Dinah is a worrywart with a big heart who just wants everyone to get along and everything to be okay. She can’t bear hearing bad news and tries to stay positive even though sometimes she is just so sad about her best friend Skint she can’t take it. Skint is teenage cynic who is angry most of the time about all the bad things that happen to good people, but mostly about the bad thing that has happened to his good family: his smart, generous father is suffering from dementia, and Skint can’t do anything to stop it. When Dinah and Skint befriend a little boy who’s suffering in a way they both recognize all too well, their act of kindness towards him turns out to be a bomb that nearly detonates their friendship.
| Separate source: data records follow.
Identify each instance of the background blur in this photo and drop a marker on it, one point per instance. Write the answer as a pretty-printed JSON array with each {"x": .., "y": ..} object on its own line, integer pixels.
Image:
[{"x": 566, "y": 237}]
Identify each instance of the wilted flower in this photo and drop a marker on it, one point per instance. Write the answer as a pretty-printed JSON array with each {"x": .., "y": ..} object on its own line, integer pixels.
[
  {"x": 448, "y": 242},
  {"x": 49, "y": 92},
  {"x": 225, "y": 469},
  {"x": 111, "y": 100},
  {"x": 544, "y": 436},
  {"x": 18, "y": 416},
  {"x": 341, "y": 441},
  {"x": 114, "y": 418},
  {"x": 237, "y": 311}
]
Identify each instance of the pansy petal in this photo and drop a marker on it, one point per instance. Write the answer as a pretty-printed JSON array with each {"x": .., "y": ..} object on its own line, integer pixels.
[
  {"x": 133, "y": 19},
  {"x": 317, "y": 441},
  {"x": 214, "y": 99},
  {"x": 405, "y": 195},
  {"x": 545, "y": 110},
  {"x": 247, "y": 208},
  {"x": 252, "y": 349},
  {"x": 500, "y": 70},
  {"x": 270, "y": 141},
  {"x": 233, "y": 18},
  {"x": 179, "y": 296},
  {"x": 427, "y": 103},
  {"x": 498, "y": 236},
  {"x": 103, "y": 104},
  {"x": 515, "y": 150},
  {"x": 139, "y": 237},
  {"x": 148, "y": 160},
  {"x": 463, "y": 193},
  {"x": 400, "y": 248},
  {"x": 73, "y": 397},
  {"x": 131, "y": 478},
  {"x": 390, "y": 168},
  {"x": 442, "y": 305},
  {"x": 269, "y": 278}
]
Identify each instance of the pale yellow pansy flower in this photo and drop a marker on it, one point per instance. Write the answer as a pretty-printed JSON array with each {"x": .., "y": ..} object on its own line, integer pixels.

The greatest strength of this character-driven book about real teenagers and real adults with real problems are its long, smart riffs of rich dialogue that just zip off the page, reminding me of some of my favorite titles, like this one, this one and oh, yeah, this one too. The Whole Stupid Way We Are is a sometimes sad, sometimes funny and always moving story about doing the best you can with what you have.